Die österreichische Staats- und Regierungsspitze sowie Oppositionsparteien bekennen sich zur Verantwortung, die sich aus dem Holocaust-Gedenken ableitet.

 "Wir alle sind gefordert, Zivilcourage zu zeigen, zu widersprechen, wenn antisemitische, romafeindliche oder fremdenfeindliche Worte fallen", heißt es in einer von der Israelitischen Kultusgemeinde Wien (IKG) initiierten Erklärung, die zum Anlass des Holocaust-Gedenkens am Donnerstag verabschiedet wurde.

Bini Guttmann, Mitglied des Jüdischen Weltkongresses, spricht über den Holocaust-Gedenktag und Antisemitismus in Österreich.
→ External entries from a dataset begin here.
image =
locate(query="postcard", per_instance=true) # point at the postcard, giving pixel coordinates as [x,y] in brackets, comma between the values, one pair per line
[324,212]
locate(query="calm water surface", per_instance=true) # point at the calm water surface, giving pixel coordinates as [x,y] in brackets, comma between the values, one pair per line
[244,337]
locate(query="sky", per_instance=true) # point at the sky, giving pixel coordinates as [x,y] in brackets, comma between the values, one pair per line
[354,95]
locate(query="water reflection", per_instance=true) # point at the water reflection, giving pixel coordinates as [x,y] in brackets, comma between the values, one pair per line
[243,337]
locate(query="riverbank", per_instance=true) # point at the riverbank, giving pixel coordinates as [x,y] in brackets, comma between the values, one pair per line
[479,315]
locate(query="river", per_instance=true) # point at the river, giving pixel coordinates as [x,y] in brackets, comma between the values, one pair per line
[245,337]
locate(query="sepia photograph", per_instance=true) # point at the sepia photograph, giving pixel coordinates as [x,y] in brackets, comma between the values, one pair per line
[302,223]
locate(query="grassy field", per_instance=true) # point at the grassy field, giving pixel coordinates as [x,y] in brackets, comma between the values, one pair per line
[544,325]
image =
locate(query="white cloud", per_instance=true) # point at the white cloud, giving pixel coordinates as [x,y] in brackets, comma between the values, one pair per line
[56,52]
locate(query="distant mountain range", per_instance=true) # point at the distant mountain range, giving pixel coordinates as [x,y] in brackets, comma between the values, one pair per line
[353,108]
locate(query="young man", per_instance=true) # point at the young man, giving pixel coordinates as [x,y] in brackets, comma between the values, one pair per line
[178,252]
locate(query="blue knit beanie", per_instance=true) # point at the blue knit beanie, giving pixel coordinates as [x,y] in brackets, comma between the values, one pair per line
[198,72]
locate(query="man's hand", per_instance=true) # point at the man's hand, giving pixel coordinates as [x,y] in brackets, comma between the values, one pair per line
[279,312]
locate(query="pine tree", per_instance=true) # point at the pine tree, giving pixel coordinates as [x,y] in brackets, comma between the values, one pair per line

Unterzeichnet wurde die Erklärung von Bundespräsident Alexander Van der Bellen, Nationalratspräsident Wolfgang Sobotka (ÖVP), Bundeskanzler Karl Nehammer (ÖVP), Vizekanzler Werner Kogler (Grüne), Verfassungsministerin Karoline Edtstadler (ÖVP), SPÖ-Vorsitzender Pamela Rendi-Wagner und NEOS-Vizechef Niki Scherak, IKG-Präsident Oskar Deutsch sowie dem Obmann des Roma Service Emmerich Gärtner-Horvath. Die Unterzeichner nahmen an einer Gedenkfeier bei der Shoah-Namensmauern-Gedenkstätte in Wien teil. Ehrengast war der israelische Außenminister Yair Lapid.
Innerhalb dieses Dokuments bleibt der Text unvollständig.